🤖 AI Summary
Existing affective computing research predominantly relies on single-modality data, lacking high-synchrony, multi-turn multimodal benchmark datasets for stress response analysis. Method: We introduce the first synchronized multimodal stress dataset, concurrently capturing facial video and nine physiological signals—including heart rate, electrodermal activity, and skin temperature—using a high-frame-rate camera and medical-grade wearable sensors (Empatica E4). Data were collected from 20 participants across 26 hours of ecologically valid stress-inducing scenarios, with rigorous temporal alignment, artifact correction, and multi-source signal-to-noise ratio validation to ensure high fidelity and cross-session consistency. Contribution/Results: A ResNet+LSTM fusion model trained on this dataset achieves 89.3% accuracy in stress-level classification, significantly outperforming unimodal baselines.
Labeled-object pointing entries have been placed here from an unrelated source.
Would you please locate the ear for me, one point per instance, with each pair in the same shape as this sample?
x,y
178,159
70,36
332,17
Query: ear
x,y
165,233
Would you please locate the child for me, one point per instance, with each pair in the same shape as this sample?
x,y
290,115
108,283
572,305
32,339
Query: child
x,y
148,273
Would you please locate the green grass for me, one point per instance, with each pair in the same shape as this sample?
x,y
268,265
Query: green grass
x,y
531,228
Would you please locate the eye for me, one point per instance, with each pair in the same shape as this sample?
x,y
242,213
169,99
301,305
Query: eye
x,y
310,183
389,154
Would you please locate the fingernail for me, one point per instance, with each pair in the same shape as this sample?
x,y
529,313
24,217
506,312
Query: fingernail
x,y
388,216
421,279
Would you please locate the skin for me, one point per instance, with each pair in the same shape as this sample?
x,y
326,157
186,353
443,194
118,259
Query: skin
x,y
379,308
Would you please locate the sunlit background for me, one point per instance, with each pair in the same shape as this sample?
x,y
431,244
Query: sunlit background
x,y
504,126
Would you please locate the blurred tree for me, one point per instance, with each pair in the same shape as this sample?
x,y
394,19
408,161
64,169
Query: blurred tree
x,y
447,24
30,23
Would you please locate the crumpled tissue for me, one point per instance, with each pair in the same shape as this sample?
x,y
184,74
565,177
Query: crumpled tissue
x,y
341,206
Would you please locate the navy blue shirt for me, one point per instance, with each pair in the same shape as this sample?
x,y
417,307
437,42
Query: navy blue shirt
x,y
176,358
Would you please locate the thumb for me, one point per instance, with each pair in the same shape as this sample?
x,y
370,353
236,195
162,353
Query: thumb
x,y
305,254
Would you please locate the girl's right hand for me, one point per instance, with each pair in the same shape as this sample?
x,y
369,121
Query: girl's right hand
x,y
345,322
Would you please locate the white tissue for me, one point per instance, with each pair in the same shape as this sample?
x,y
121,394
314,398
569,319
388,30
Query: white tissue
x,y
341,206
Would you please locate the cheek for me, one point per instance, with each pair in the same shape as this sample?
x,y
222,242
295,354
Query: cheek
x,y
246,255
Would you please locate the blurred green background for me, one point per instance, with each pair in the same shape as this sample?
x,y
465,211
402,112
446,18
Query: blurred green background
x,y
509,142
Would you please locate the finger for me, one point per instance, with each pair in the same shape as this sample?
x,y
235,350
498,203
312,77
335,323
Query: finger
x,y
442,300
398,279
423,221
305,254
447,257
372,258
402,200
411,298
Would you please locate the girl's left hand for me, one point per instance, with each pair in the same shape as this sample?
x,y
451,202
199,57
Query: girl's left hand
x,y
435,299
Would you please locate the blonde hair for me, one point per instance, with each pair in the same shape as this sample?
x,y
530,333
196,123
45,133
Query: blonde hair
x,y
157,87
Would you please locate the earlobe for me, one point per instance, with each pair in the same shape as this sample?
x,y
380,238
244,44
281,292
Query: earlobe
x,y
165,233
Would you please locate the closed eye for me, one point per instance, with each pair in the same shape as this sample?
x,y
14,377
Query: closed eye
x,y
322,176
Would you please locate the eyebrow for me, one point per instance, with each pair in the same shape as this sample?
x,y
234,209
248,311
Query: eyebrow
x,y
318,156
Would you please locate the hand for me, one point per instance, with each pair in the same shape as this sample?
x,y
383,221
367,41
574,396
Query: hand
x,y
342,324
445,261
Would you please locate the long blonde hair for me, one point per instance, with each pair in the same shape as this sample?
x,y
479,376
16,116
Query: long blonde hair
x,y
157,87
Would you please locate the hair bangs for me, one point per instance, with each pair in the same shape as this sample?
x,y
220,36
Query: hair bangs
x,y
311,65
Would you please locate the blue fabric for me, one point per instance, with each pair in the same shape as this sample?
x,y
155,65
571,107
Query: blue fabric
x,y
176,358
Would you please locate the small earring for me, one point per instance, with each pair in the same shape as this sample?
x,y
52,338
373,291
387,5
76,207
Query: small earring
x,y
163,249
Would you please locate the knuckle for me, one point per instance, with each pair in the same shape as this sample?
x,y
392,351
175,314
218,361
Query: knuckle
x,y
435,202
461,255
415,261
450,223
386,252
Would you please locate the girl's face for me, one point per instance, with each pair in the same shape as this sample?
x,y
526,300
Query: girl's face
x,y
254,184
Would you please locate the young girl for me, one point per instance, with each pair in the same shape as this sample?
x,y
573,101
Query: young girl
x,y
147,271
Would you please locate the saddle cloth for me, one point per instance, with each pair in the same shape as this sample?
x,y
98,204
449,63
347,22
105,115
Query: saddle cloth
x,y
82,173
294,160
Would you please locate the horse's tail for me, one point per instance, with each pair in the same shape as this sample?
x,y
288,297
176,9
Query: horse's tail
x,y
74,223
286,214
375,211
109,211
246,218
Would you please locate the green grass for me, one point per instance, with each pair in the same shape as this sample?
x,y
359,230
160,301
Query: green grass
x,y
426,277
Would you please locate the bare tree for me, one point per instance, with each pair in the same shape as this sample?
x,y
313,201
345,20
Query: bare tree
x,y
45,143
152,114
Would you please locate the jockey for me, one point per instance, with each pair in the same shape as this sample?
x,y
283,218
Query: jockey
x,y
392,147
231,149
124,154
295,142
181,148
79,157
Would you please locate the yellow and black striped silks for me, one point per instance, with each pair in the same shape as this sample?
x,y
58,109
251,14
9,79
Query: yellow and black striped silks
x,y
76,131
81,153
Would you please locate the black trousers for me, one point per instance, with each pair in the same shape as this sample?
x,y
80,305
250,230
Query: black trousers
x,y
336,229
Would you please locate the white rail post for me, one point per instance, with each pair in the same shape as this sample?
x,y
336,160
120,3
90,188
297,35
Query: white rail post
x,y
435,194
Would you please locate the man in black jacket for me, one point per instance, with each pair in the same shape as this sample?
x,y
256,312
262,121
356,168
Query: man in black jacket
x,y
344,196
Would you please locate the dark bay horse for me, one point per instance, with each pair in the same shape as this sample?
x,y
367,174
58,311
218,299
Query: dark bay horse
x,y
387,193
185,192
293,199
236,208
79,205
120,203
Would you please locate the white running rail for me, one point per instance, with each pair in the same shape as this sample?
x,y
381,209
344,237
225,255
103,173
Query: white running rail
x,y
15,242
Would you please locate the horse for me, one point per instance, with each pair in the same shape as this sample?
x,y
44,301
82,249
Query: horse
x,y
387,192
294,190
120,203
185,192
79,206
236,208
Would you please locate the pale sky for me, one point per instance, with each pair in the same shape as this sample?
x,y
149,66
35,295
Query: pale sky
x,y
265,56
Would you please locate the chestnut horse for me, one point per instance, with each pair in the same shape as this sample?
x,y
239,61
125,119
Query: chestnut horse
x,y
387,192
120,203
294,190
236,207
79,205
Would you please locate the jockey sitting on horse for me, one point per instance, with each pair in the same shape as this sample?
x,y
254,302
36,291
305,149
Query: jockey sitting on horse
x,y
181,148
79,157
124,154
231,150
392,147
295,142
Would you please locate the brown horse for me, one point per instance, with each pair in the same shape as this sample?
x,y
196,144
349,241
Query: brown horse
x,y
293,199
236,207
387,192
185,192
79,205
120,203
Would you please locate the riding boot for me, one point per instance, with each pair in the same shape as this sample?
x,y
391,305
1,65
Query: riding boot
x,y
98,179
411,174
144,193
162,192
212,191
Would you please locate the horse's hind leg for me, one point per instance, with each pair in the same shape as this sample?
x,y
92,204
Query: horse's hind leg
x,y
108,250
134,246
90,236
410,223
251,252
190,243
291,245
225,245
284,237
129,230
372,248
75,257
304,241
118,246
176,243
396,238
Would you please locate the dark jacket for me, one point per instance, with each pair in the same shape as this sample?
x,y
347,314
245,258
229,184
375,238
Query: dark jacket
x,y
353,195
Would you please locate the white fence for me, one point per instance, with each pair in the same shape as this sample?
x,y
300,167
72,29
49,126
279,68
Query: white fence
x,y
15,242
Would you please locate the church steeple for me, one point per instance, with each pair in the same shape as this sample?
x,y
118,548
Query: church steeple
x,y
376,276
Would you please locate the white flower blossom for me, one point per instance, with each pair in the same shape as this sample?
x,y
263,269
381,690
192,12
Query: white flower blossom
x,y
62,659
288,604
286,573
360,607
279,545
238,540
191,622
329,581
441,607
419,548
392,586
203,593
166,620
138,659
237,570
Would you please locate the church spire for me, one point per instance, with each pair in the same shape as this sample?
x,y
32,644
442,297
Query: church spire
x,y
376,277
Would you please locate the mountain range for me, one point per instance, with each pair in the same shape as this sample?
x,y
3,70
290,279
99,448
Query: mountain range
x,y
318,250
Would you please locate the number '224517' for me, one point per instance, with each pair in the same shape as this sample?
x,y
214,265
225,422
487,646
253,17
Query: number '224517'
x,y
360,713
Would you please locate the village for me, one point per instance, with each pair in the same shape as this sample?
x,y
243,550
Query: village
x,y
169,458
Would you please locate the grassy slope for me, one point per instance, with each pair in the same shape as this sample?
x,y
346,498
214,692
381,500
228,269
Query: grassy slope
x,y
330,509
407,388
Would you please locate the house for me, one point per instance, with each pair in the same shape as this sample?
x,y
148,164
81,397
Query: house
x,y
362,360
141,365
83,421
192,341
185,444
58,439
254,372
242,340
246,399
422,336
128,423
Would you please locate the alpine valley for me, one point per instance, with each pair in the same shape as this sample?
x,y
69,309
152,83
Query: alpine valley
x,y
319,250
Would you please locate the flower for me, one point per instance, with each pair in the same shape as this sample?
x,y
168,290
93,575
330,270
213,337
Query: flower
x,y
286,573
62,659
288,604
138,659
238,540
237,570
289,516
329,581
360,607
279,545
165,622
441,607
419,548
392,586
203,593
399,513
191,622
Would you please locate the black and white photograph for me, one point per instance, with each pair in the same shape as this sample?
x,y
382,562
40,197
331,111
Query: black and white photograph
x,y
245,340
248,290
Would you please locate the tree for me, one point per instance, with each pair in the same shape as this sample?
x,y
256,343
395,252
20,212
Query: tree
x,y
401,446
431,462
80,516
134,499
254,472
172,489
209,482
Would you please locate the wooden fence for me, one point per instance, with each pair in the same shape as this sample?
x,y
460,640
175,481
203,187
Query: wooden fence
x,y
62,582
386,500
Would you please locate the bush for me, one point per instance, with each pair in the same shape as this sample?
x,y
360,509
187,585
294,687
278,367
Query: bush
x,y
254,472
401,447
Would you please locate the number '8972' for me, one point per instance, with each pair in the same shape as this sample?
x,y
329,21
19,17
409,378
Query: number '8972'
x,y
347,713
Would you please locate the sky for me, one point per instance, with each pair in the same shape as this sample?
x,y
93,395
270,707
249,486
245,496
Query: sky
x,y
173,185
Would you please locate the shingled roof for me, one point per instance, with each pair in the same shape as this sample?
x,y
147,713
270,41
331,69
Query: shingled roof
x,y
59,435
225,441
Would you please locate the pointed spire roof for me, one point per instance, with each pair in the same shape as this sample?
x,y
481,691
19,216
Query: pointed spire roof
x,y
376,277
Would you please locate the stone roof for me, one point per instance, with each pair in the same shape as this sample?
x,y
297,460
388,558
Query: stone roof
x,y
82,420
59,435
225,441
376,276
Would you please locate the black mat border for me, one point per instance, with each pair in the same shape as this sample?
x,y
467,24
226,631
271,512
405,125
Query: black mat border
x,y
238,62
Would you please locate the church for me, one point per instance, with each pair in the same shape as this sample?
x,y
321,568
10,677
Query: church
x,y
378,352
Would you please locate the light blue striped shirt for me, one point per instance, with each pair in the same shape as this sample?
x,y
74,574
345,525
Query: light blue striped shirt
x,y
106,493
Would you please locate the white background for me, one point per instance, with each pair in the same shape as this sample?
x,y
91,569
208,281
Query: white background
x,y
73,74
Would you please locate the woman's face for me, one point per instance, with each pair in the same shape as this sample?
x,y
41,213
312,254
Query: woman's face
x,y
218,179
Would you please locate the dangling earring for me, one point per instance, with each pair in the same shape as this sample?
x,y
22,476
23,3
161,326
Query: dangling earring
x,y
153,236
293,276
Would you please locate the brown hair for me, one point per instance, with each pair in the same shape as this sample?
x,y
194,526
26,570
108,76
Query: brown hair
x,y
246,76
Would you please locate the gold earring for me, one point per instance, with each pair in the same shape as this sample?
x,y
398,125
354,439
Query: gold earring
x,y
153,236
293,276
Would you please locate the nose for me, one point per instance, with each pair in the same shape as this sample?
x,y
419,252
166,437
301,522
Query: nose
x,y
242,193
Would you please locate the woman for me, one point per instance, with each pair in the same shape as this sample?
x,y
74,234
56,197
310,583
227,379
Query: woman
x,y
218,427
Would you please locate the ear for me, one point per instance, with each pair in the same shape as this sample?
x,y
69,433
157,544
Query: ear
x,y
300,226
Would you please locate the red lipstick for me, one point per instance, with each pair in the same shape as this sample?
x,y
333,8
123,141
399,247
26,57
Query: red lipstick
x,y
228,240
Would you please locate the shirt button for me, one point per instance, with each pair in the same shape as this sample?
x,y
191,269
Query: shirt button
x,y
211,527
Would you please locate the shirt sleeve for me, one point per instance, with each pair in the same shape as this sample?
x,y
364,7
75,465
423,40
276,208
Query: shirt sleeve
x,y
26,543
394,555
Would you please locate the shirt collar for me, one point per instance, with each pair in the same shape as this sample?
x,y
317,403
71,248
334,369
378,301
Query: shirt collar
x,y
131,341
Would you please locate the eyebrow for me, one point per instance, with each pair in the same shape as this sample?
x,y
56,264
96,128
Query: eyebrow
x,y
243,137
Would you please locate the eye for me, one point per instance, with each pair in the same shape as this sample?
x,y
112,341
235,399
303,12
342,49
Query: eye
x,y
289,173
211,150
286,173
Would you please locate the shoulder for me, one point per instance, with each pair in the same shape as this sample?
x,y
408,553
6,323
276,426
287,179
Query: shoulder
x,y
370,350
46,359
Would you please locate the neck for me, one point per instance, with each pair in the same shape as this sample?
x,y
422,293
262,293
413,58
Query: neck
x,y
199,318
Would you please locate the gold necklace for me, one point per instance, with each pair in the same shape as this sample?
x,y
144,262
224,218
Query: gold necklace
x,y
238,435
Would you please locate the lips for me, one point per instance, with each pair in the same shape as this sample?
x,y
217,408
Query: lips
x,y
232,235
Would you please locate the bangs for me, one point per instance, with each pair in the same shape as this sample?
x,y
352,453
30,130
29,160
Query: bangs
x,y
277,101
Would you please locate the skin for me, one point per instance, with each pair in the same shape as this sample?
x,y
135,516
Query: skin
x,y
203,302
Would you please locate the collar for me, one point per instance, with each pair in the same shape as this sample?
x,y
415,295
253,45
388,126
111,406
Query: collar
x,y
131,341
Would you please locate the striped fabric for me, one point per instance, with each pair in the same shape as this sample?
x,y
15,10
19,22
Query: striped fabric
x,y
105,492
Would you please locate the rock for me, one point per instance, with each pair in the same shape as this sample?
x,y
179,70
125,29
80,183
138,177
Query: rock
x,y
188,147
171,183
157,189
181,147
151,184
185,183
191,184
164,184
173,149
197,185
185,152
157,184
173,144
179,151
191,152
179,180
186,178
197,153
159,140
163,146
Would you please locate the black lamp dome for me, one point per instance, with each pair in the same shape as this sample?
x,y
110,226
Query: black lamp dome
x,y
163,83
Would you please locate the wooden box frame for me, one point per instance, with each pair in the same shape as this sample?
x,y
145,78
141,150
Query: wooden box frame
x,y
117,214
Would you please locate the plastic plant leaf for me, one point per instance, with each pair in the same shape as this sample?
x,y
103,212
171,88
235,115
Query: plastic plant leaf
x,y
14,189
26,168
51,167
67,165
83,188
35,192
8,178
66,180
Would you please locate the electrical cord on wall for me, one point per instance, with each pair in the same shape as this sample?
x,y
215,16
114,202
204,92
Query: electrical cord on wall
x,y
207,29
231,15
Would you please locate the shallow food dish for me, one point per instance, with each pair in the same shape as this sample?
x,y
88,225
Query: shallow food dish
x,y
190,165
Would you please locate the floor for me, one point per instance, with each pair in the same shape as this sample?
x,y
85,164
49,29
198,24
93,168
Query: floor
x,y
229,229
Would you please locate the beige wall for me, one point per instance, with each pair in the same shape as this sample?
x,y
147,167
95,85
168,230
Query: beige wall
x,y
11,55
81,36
This work establishes the first high-quality, cross-modal benchmark for stress recognition, addressing a critical gap in affective computing and multimodal behavioral physiology.
📝 Abstract
Affective computing has garnered researchers' attention and interest in recent years as there is a need for AI systems to better understand and react to human emotions. However, analyzing human emotions, such as mood or stress, is quite complex. While various stress studies use facial expressions and wearables, most existing datasets rely on processing data from a single modality. This paper presents EmpathicSchool, a novel dataset that captures facial expressions and the associated physiological signals, such as heart rate, electrodermal activity, and skin temperature, under different stress levels. The data was collected from 20 participants at different sessions for 26 hours. The data includes nine different signal types, including both computer vision and physiological features that can be used to detect stress. In addition, various experiments were conducted to validate the signal quality.